Stories about people with special powers fascinate us. People who are able to fly; move things with their eyes; talk to animals. Of course it’s Hollywood and the camera exaggerate reality. But we like to imagine that human beings can have extraordinary powers.
Fact is that we do have extraordinary powers given to us by the Holy Spirit. That’s what Pentecost is about—a celebration of the coming of the Holy Spirit upon the Church—the first community of believers who at first were afraid but then lost all fear. They exploded out into the world ready to speak about Jesus—the new life they had found in the Resurrection—the promise of immortality. Something wonderful happened behind closed doors—forgiveness. They felt forgiven and were willing to forgive others. When we are forgiven a sense of freedom comes upon us. The enemy of forgiveness is the sin of pride—which encompasses all sins. Every possible sin known to humanity fits under the category of pride. Sin is like a cancer—it spreads if left untreated. The infection can destroy the potential we have to come close to God. The reason is simple: we tend to listen to the voice of guilt—the liar—the enemy. He will always point to our faults and try to convince us that we are unforgiveable. Sad thing is that countless folks are more ready to believe in their unworthiness than in the mercy of God. Little wonder that Jesus said that there is only one unforgiveable sin: the sin against the Holy Spirit.
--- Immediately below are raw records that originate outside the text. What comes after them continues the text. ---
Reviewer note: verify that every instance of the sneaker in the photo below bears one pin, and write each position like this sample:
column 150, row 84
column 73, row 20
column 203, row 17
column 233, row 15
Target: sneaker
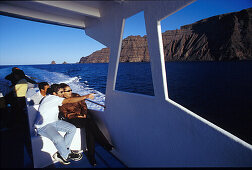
column 59, row 158
column 76, row 151
column 75, row 156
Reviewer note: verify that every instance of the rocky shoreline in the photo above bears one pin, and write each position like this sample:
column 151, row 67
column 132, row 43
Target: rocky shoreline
column 223, row 37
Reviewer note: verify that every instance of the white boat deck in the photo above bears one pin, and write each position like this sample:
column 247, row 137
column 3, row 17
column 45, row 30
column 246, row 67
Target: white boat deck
column 104, row 159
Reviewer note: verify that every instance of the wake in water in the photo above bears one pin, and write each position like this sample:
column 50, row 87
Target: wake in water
column 41, row 75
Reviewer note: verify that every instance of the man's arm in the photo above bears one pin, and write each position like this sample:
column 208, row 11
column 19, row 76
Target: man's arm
column 77, row 99
column 30, row 80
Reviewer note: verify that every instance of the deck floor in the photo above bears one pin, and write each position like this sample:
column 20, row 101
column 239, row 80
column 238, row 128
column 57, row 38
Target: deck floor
column 14, row 154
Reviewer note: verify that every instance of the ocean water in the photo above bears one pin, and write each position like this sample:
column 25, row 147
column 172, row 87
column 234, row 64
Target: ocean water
column 220, row 92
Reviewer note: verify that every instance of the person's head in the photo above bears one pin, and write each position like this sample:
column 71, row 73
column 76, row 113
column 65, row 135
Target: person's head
column 15, row 68
column 67, row 90
column 43, row 86
column 18, row 74
column 56, row 90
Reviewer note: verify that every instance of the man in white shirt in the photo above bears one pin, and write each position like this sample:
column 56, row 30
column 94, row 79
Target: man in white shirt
column 48, row 124
column 37, row 97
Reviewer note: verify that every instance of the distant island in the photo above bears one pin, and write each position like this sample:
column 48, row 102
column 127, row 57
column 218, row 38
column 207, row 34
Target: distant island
column 219, row 38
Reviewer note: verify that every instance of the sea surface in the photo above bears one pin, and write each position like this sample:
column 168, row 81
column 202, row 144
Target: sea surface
column 220, row 92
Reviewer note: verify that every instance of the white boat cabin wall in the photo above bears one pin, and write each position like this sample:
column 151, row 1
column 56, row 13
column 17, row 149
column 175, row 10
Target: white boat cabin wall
column 147, row 131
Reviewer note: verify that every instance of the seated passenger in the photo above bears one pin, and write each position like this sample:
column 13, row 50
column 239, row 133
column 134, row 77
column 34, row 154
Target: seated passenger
column 77, row 114
column 37, row 97
column 48, row 124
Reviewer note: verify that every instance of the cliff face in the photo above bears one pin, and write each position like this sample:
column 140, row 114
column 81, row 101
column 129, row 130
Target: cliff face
column 218, row 38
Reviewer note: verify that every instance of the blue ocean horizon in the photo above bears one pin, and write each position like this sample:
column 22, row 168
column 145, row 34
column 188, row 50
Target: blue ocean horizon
column 220, row 92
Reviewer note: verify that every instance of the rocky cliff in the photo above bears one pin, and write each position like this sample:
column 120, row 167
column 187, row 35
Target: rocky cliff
column 218, row 38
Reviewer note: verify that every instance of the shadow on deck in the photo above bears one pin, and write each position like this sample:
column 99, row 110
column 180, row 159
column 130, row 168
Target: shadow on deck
column 14, row 154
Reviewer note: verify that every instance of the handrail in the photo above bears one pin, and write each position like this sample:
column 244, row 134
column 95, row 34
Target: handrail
column 95, row 103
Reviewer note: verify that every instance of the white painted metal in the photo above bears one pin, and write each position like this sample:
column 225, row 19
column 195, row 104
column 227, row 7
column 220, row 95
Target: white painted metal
column 154, row 131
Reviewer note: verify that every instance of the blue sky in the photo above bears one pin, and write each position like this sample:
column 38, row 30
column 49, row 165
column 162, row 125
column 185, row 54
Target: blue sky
column 25, row 42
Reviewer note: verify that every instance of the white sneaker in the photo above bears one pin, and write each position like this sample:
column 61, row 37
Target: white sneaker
column 60, row 159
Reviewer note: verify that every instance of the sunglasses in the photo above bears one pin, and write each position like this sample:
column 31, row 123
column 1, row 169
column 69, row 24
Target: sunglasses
column 68, row 91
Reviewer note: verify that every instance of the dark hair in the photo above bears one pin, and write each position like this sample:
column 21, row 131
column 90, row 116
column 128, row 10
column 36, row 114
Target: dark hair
column 54, row 88
column 15, row 68
column 42, row 85
column 63, row 85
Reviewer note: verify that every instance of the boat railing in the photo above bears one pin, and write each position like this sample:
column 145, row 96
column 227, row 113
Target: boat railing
column 95, row 103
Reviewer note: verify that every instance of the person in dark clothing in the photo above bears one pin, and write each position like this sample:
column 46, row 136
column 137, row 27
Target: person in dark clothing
column 78, row 115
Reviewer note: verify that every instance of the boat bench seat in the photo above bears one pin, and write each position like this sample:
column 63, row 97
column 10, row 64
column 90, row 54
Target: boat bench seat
column 42, row 147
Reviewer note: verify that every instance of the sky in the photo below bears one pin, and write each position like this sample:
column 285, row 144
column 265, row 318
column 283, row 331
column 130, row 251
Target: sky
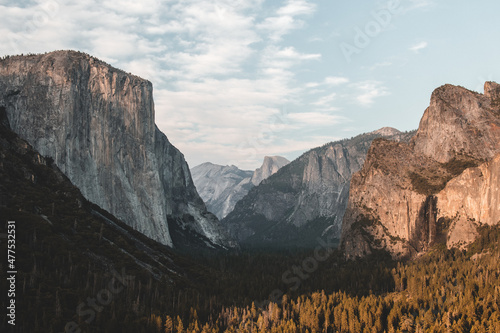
column 237, row 80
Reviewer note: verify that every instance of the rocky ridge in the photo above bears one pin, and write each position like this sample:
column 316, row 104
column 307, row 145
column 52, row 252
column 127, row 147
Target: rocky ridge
column 269, row 167
column 97, row 123
column 435, row 189
column 306, row 198
column 221, row 187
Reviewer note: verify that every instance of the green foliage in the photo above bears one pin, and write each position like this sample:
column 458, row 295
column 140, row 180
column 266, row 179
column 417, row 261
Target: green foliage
column 66, row 247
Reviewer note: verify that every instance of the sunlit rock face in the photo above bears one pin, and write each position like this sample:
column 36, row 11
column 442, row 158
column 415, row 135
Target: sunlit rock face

The sin against the Holy Spirit is to deny the mercy of God—to despair. That’s a dark place. Unfortunately some people don’t want to believe that all they have to do is ask forgiveness, then they can come home. We have the power. All we have to do is unwrap the gift. At Pentecost everything that the Church needed was granted and continues to be given. God is not stingy with His gifts. The Holy Spirit continues to look out for us—constantly lighting the way so that we won’t be in the dark.
When someone hurts us we want to throw them away, not associate with them. The “throw away” mentality has crept into our society, into our families, even into our Church. Such a mindset causes families to dissolve—long friendships are broken—people get offended and are unwilling to forgive. The Lord calls us to be community—to be His Body—His disciples. Jesus knew that we would have problems; that’s why He gave us the Holy Spirit—that’s why He gave us the power to forgive each other. Since we have the power to forgive how can we choose not to forgive? Why would we choose to retain—not to let go of a sin (our own or someone else’s)? Such behavior is irrational—crazy. Having a gift and choosing not to use the gift is a slap to God. We can never say, “I just can’t forgive myself or I just can’t forgive that person.” We can—we choose not to. That the sin against the Holy Spirit—un-forgiveness—the retention of the negative. Time to be free. Look at the example of Christ. He forgave everybody, even His executors. He continues to forgive us. Healing power is all around us, especially in the Eucharist. We congratulate the children who will approach the Table of the Lord for the first time. We rejoice with you and we ask that you pray for us.
Pray especially for all the people who have trouble forgiving each other. May all of us learn from your innocence.